Federal Reserve Chairman Ben Bernanke offered a simple solution to the deficit problem: wait until unemployment drops to 6.5% before enacting measures to raise taxes and cut spending.
Bernanke actually announced that his monetary policy would continue to stimulate recovery until unemployment drops to 6.5% or inflation rises to 2.5%. There is no reason that similar guidelines could not be used for fiscal policy as well, though.
Analysts are forecasting how many jobs will be lost if automatic tax hikes and spending cuts are triggered in January. It could cost as many jobs as we've gained since the bottom of the Great Recession. This is not because deficit reduction will always cost us jobs. This is because deficit reduction will cost us jobs when unemployment is still high. Using a guideline like Bernanke's for fiscal policy would change that.
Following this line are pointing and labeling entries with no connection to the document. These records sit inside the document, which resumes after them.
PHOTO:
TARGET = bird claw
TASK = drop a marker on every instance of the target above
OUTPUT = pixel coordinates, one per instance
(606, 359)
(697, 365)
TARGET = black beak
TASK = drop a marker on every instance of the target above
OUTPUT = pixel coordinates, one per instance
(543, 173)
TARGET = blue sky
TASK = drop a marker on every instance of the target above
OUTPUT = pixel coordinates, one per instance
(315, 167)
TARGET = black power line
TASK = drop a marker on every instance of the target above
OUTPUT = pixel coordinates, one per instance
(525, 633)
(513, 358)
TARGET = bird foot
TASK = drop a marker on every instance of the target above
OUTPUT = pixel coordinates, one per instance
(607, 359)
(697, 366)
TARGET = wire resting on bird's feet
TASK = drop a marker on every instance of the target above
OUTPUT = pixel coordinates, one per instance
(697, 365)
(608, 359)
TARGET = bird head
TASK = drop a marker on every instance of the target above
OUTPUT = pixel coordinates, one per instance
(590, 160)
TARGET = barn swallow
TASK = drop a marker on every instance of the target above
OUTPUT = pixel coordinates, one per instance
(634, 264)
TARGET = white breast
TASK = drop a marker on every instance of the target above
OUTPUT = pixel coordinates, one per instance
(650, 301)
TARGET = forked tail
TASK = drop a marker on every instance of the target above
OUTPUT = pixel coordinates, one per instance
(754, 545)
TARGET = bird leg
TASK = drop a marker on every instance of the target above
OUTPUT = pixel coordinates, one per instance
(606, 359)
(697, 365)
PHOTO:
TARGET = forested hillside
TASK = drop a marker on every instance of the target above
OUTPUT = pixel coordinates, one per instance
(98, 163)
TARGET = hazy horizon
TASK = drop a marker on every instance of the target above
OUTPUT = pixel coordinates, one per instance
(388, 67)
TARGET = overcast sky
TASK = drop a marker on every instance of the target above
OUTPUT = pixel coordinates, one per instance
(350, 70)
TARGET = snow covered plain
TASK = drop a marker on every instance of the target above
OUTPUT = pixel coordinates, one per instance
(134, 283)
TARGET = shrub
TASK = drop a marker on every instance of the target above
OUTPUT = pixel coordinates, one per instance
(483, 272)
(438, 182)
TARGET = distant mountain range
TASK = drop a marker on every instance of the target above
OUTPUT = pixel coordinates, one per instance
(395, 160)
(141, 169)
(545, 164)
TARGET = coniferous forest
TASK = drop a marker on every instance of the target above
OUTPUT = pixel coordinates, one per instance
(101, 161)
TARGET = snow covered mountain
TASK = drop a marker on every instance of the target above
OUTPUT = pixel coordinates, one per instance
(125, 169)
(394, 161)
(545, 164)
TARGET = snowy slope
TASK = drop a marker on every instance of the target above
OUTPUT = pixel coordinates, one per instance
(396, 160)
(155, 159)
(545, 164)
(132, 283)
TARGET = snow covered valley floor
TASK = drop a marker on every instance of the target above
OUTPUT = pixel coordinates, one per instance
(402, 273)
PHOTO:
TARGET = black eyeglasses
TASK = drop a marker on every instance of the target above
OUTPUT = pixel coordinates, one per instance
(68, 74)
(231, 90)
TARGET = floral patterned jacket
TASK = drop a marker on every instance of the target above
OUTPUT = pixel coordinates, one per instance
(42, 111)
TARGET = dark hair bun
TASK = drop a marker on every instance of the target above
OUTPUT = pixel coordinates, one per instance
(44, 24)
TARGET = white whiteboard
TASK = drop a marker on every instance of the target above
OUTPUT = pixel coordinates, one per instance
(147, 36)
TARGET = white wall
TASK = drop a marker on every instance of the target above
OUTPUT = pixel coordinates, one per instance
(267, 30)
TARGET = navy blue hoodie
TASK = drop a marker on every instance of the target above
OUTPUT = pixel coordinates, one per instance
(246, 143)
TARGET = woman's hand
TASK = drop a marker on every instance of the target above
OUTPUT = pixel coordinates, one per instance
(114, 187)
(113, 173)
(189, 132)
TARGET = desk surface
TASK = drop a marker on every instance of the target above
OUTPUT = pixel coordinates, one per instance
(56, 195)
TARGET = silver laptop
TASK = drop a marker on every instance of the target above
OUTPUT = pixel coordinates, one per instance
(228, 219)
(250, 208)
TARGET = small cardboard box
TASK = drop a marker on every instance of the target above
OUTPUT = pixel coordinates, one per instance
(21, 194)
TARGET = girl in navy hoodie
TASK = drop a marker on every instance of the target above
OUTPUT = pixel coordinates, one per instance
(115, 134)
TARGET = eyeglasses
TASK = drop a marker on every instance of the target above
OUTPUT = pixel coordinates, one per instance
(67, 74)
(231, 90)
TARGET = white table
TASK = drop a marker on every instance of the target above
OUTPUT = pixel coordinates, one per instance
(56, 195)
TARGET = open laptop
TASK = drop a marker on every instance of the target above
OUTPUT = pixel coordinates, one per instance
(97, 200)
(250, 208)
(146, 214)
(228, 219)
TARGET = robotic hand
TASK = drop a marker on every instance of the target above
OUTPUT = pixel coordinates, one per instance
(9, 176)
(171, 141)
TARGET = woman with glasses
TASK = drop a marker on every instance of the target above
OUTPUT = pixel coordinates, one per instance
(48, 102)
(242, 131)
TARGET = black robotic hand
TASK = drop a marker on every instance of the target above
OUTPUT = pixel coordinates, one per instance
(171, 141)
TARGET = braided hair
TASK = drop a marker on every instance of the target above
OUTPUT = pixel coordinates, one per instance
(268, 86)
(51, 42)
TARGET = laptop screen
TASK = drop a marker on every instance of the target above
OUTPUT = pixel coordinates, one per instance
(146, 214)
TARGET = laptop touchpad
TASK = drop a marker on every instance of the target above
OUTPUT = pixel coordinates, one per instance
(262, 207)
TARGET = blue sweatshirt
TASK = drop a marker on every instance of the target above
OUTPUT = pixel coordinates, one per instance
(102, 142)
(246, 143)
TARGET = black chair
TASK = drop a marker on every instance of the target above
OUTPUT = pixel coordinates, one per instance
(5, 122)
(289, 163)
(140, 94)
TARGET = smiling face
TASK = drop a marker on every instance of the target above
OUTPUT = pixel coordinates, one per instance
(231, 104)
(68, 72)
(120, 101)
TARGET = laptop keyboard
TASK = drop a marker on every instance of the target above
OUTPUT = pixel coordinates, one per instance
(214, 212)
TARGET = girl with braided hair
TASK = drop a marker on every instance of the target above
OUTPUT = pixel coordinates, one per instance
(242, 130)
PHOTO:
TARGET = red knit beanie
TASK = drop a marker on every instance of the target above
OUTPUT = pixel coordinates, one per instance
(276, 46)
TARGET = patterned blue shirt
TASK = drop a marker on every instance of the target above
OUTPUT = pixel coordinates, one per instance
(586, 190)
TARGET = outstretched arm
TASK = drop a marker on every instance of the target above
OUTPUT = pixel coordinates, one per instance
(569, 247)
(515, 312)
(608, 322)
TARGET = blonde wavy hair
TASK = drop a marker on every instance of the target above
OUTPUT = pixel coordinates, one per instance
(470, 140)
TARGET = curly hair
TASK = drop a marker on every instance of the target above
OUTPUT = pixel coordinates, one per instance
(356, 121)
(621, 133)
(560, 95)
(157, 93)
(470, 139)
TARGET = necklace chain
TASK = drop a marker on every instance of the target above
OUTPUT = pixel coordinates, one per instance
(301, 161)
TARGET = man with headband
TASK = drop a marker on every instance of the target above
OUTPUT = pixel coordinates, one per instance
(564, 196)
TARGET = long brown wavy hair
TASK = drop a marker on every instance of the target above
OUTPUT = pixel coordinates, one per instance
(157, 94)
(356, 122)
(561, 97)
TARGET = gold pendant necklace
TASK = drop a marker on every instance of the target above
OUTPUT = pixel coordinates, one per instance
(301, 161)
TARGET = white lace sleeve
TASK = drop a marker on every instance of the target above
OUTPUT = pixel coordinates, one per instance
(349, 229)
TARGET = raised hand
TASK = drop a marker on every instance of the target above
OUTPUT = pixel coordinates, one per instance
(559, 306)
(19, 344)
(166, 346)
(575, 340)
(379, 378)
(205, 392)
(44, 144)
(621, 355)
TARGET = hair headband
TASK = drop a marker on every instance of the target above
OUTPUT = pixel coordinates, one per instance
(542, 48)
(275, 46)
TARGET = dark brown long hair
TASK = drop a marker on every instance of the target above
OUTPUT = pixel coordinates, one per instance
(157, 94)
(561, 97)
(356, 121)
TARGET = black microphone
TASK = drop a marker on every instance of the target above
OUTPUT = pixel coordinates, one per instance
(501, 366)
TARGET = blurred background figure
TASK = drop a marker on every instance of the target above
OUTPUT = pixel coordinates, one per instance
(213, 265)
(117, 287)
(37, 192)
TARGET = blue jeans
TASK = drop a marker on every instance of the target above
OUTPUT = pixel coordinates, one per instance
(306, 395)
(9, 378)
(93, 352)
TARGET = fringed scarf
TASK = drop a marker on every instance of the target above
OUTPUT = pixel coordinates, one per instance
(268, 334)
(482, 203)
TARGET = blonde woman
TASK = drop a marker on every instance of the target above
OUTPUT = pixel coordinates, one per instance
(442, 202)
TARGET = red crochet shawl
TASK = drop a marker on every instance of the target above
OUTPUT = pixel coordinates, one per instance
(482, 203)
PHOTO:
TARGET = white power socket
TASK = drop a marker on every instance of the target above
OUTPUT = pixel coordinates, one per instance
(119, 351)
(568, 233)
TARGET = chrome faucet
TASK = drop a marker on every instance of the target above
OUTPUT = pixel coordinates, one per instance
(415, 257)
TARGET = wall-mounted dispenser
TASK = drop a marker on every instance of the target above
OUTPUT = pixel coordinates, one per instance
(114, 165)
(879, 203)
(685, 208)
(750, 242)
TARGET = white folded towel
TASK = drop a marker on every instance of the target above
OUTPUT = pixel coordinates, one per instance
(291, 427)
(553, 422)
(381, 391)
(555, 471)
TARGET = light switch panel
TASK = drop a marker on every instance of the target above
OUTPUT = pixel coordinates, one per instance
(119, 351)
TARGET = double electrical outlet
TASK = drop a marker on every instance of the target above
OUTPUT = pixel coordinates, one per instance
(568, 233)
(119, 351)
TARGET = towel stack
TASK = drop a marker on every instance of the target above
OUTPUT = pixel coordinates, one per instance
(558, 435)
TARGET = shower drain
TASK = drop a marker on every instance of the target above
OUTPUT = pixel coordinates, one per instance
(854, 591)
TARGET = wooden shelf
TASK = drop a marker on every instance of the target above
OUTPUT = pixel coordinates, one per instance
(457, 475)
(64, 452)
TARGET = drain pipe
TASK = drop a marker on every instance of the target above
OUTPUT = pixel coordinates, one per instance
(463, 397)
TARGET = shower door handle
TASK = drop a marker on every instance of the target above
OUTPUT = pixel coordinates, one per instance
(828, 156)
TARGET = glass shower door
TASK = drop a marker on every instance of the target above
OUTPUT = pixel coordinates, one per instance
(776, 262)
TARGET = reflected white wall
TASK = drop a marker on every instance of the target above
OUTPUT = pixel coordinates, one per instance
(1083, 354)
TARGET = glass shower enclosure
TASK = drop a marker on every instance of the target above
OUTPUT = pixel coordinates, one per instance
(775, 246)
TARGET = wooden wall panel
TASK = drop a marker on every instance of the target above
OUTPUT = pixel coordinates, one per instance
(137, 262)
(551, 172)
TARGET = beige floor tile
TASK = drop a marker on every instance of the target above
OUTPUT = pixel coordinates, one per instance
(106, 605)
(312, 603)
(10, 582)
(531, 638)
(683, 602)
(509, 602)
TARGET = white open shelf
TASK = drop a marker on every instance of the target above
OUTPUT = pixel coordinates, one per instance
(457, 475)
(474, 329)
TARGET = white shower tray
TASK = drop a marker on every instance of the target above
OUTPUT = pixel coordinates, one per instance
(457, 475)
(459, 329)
The real lesson from Greece and Spain is simple: if you spend like drunken sailors on shore leave during good times and then sober up to begin cutting spending when times are hard, you'll first create a bubble and then a collapse. This is the worst possible combination.
Job losses from some combination of tax hikes and spending cuts are inevitable. What is not inevitable is that these job losses will matter terribly much. If unemployment is at 4.5% and we're creating 200,000 jobs a month, the job losses from deficit reduction will neither be hard to offset nor particularly hard on the economy. Timed properly, the tax hikes and spending cuts might actually shed jobs at about the rate that the economy is creating them. That's possible. Deficit reduction now when unemployment is at 7.7% and we're creating about 150,000 jobs a month could, by contrast, easily tip us into recession and cause unnecessary hardship.
We needn't force a trade off between deficit reduction and another recession if we simply wait. There is no reason that fiscal policy could not follow the same guidelines that Bernanke just laid out for monetary policy.
But there is a deeper problem. We live in a time of incredible potential and great risks and yet our epitaph will be that in face of all that we were re-hashing arguments from Economics 101 and second grade arithmetic. This fact is more worrisome than any short term deficit or recession. It's as if you still have to tell your teenager to brush his teeth. Ridiculous.